The Win32 debugging API is similar to the ptrace() system call interface used by some UNIX debuggers such as GDB [3] (some versions of UNIX do debugging through the /proc filesystem instead of through ptrace(), and there is nothing similar in Windows NT). To initiate a debug session, a UNIX debugger can call ptrace with a PTRACE_ATTACH request, which allows it to control the target process as if it were its parent. This is analogous to NT’s DebugActiveProcess() call. After the debugger has attached to the process, it receives SIGCHLDs when something happens to the target, or it can do a wait() or waitpid() to receive notification of events from the target. The wait() or waitpid() calls are analogous to NT’s WaitForDebugEvent() calls.

The substantial difference between the Windows NT and UNIX APIs is that a UNIX debugger can call ptrace() with a PTRACE_DETACH request to disconnect the debugger from the target. The target continues to run after the debugger is disconnected, and the parent-child relationship between the debugger and the target is destroyed. Windows NT does not provide a clean way to detach a target, i.e., there is no call to undo a DebugActiveProcess() request. Furthermore, once the process that has initiated a debugging session exits, Windows NT kills the processes that it was debugging [4]. Microsoft plans to address this issue in a later release of Windows NT (in NT 6.0 or later) [5], but for now there is no workaround.
 

Debuggers Investigated

We investigated several Microsoft debuggers for Windows NT (WinDbg, Visual C++ IDE, and ntsd) [6] [7][8] to determine if they could be used for DEFINITY ONE. Each of these appears to use the Win32 API and kills the debugged process when it exits. Since the Microsoft provided debuggers could not satisfy our requirement that they be able to cleanly detach, we investigated commercially available debuggers such as GDB, NuMega’s SoftICE [9], and Oasys MULTI [10]. These exhibited the same problem.

Many other debuggers have been built for multithreaded applications on different operating systems [11][12][13], and multi-process, non-intrusive debuggers have also been built [14]. These debuggers have all been built either by using the native debugger API provided by the operating system or extending it to meet the needs of the debugger. Building a debugger (or adopting one of these debuggers) on Windows NT using the debugging API is not acceptable for the reasons discussed above, and since Windows NT is not an open source operating system, it would not be possible to extend it to support one of these debuggers.

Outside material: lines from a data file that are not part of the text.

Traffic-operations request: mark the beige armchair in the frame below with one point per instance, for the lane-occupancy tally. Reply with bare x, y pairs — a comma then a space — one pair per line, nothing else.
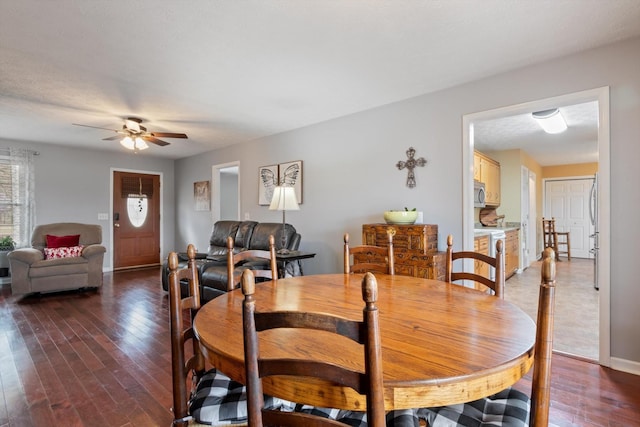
31, 272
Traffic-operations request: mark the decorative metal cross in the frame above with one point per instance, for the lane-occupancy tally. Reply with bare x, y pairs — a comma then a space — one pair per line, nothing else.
410, 164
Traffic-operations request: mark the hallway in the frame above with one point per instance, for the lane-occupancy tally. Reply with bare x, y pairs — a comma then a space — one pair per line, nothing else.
576, 316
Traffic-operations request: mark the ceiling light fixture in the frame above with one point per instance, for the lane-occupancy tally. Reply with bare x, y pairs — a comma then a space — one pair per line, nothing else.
550, 120
136, 144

GDB is perhaps the most common open-source debugger available, and we considered adapting it. Besides the fact that GDB uses the Win32 debugging API, there were other reasons that we chose not to use it. First, GDB can only debug a single process at a time and is intrusive [15]. This behavior stems from the core of GDB; modifying this would be, says the Cygnus White Paper on GDB, "a daunting task because of its complexities…". Furthermore, our project used the Microsoft Visual C++ 5.0 compiler, and the version of GDB available during our development cycle only supported COFF format symbolic information in the executables. The Microsoft compiler only emits CodeView symbolic information in executable files (and DLLs).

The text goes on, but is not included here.